By Sheila J. Adams
President
Urban League of Greater Cincinnati
Guest Columnist)
Timothy Thomas, 19 years old, did not deserve to die.
He did not deserve to be shot and killed by an officer of the Cincinnati police department who was seeking to arrest him for 14 outstanding warrants—12 of which stemmed from minor traffic violations, and two of which were for running from the police to escape arrest for those violations.
Timothy Thomas had been stopped by nine different Cincinnati police officers eleven times since March 2000 and was handed tickets for minor traffic offenses such as driving without a license. The citations don't say what first caused the police officers to stop him.
Stephen Roach, the police officer who shot Timothy Thomas as he ran earlier this month, said that he shot Timothy Thomas because the youth appeared to be reaching for a gun in his waistband.
No gun was found on or around Timothy Thomas's body—and many in the black community find it impossible to believe the officer's story.

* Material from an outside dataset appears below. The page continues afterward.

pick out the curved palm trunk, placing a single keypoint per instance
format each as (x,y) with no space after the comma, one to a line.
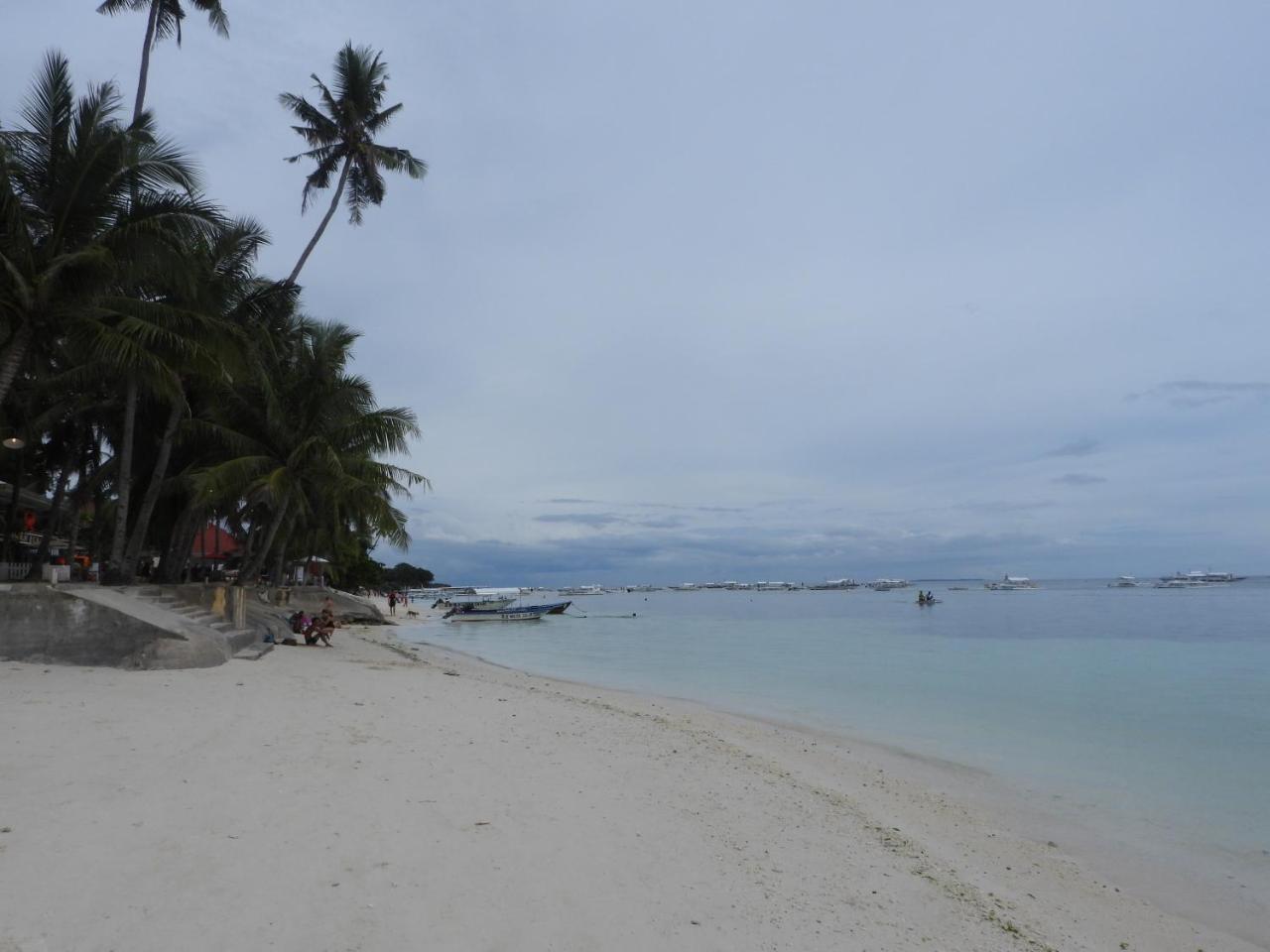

They find it impossible to believe because Timothy Thomas had no history of violent behavior and, except for one instance of receiving stolen property as a juvenile, no history of criminal behavior.

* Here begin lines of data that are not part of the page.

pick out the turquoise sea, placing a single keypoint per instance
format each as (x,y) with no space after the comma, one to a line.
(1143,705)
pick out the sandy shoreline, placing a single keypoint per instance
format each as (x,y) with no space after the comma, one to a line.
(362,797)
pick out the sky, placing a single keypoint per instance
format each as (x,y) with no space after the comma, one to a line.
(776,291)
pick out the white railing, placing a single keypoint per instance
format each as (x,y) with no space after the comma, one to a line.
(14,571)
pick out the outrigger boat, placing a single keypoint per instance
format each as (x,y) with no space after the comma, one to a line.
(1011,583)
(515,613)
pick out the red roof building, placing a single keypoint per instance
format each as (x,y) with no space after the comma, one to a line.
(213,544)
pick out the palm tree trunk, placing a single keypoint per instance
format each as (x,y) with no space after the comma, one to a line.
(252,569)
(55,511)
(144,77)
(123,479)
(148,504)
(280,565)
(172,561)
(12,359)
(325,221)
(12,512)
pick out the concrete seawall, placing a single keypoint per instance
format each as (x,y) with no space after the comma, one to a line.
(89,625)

They find it impossible to believe because black Cincinnatians believe there's been a long history of police racial profiling of black citizens here, and that years of concerted efforts to make the police accountable for their actions and more respectful of the rights of black citizens—those suspected of wrongdoing as well as the law-abiding—have brought very little improvement.
They find it impossible to believe because Timothy Thomas is the fifteenth black male to be killed by Cincinnati police officers—and the fourth since last November. Some of the officers involved in these incidents are African-American also.

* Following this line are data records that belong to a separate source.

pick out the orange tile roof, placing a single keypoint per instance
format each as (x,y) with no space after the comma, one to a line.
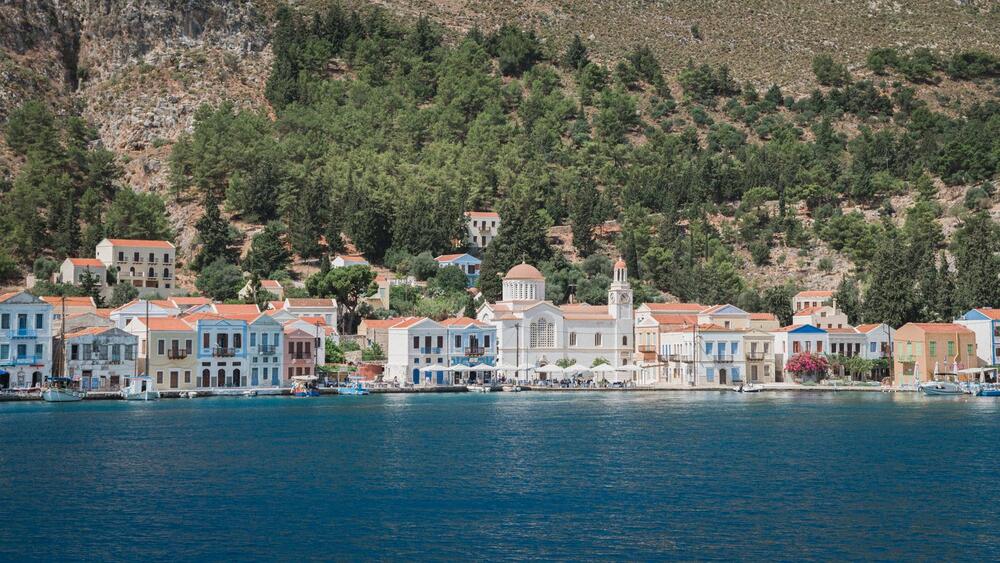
(815,293)
(56,301)
(167,323)
(86,262)
(140,242)
(940,328)
(236,309)
(88,330)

Yes, the police actions appear to have been justified in eight of those incidents, when lives did appear to be in danger.
But in several other cases, including Timothy Thomas' death, the police conduct has left black Cincinnatians feeling that too many police officers consider the lives of black males expendable. And that justice has been ill served.
These, and longstanding complaints of widespread police targeting blacks for stops because of their skin color, are some of the reasons behind the lawsuit a coalition of black civic organizations and the American Civil Liberties Union filed in March charging the police department with a variety of discriminatory practices. The department is also being investigated by the Justice Department.
That something's seriously wrong with the attitude and behavior of some police officers toward Cincinnati's black citizens was shockingly evident April 14, the day of Timothy Thomas's funeral. That day, a block from the church where the funeral was held, six city police officers and one Ohio state trooper without provocation fired "riot-control" beanbags into a crowd of completely peaceful demonstrators, then jumped in their cars and sped away.
Only quick-thinking action by community leaders and Police Chief Tom Streicher, who walked among the demonstrators at the scene, averted a likely explosion.
An investigation of Timothy Thomas's death is underway, of course.
But the question looms: Will justice be done?
No one can condone the aimless violence and the destruction of property that has rocked Cincinnati. But it is crucial to remember what Black Cincinnati has been living with.
Martin Luther King, Jr. once characterized the riots in black communities during the late 1960s as the cry of the unheard.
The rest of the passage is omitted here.